Franketienne, born in 1936, is a rare and essential bird in Haiti’s cultural geography, as a radical postmodern painter, whose paintings were postmodern when everyone was modern, as a deep criticism of Haitian history, the present, and the world. Franketienne is a playwright, teacher, actor, philosopher, poet, novelist, painter, ex-minister of culture, and happens to have excelled in all of these fields. Once upon a time a communist activist and still a radical, he is now revered by Haiti as the writer of its first major creole language novel Dezafi (Haitian society being a postcolonial one, its elites have not allowed creole to prosper), its first writer of popular intellectual theater, and the founder of an excellent school. Franketienne the painter is well known for being outside of the norm: both central to Haitian painting and a recluse from the painterly mainstream given of what he is engaged in.

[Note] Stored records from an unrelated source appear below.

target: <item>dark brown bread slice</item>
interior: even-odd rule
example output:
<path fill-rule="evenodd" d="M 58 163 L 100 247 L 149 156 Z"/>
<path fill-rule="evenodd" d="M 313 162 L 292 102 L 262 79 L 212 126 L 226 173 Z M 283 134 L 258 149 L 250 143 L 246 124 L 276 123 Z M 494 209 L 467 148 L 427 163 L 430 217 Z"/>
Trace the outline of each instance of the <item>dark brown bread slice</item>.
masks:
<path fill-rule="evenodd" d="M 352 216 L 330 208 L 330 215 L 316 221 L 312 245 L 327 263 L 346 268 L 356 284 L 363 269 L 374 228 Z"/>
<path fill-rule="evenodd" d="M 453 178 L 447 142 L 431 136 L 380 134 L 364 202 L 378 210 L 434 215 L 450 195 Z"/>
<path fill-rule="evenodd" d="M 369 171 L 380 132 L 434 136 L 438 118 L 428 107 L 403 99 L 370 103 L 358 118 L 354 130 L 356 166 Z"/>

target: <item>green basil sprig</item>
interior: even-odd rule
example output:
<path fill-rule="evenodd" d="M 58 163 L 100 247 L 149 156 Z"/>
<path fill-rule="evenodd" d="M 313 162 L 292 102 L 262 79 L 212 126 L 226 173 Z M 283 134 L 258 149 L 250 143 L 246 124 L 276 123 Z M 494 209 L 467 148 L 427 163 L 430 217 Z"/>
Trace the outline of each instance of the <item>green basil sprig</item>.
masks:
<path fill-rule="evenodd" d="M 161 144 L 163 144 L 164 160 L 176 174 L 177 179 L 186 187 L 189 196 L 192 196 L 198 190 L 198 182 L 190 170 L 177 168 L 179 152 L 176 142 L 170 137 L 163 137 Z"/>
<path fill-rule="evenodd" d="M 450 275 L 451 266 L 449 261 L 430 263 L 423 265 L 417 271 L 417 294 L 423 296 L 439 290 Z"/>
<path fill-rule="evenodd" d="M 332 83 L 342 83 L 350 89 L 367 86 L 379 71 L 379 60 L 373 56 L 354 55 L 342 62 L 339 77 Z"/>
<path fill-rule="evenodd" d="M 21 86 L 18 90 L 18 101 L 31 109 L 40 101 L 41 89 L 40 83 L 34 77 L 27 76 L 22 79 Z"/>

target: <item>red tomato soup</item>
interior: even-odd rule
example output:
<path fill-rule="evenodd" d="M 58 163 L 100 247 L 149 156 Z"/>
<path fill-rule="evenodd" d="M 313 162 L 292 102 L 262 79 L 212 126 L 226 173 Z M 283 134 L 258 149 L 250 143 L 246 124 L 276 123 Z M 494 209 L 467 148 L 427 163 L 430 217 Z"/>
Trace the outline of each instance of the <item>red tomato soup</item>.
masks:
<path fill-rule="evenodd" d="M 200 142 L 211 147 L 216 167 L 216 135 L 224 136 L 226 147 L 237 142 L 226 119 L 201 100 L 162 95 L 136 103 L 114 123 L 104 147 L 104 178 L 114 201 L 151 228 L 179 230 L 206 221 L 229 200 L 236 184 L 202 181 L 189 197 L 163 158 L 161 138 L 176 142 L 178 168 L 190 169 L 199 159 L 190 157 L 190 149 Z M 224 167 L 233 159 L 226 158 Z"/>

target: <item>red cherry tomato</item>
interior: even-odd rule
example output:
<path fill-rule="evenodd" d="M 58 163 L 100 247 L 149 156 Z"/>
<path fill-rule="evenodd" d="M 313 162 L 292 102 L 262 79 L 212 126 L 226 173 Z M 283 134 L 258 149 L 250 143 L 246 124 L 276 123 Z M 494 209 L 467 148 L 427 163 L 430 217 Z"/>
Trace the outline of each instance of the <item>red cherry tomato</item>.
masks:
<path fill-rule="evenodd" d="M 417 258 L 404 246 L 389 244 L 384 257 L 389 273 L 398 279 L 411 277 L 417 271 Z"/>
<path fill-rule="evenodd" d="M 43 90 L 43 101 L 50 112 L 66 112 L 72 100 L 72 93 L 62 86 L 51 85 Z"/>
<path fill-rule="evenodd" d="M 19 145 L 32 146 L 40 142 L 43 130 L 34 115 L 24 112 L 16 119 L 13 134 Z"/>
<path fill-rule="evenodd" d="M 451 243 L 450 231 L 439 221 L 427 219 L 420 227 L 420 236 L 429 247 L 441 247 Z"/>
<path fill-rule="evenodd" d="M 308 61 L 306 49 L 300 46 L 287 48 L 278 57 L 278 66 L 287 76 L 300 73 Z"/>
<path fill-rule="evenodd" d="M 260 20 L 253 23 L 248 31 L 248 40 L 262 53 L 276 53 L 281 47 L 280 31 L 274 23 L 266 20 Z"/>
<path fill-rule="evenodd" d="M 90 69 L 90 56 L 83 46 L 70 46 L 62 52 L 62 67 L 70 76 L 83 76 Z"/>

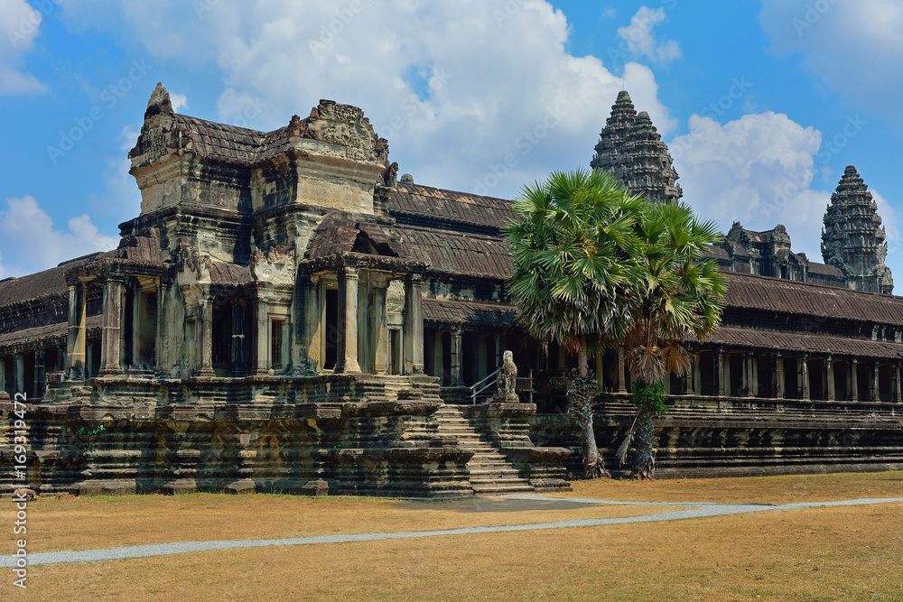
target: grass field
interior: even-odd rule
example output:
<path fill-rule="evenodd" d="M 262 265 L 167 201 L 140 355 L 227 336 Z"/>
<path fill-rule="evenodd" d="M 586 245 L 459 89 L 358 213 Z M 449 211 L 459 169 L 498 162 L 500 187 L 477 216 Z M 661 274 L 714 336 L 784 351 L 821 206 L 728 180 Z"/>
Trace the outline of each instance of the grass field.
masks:
<path fill-rule="evenodd" d="M 903 473 L 574 484 L 566 496 L 786 504 L 903 497 Z M 29 551 L 418 531 L 663 506 L 282 495 L 41 499 Z M 0 521 L 12 524 L 4 508 Z M 10 528 L 11 531 L 11 528 Z M 6 538 L 11 540 L 12 537 Z M 3 542 L 11 553 L 12 542 Z M 903 504 L 35 566 L 8 599 L 903 600 Z M 24 595 L 23 595 L 24 594 Z"/>

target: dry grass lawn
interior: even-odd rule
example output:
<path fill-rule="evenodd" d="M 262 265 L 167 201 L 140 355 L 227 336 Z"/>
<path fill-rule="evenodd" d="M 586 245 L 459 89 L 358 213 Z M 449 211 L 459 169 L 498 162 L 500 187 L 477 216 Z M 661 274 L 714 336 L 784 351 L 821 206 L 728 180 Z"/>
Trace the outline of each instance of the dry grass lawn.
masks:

Franetienne’s paintings express his postmodernity in deep, trenchant, political criticism grounded in praxis of justice. The theme of his painting is chaos / truth, the very opposite tropicalia. He asks his audience to think of engage with Haiti critically and poetically, foregoing simple conclusions like coconuts, portraits, and beaches, and asking themselves about the chaos in nationhood, human rights, feeling, and motion (opportunity in a context of justice). He has been doing so for years, along with others whose praxis made living in Haiyi perilous.
Body, motion, color, direction: none should be unaddressed when thinking of Franketienne’s work. Franketienne take on the present is meant to inform the demos, the political process. His shapes, colors, etc, are signifiers, pedagogical painting with something profound to say about what we have gone to ourselves and what the present of our chaos is: one in which we are moving in all directions attempting terra firma again, for our living faces a collective thanks to our actions and thoughts. It must be said that the heavy pedagogy in his paintings would make his work great for muralism, which I have yet to see. Perhaps that’s where his painting would gave the most impact: as public life, in the streets.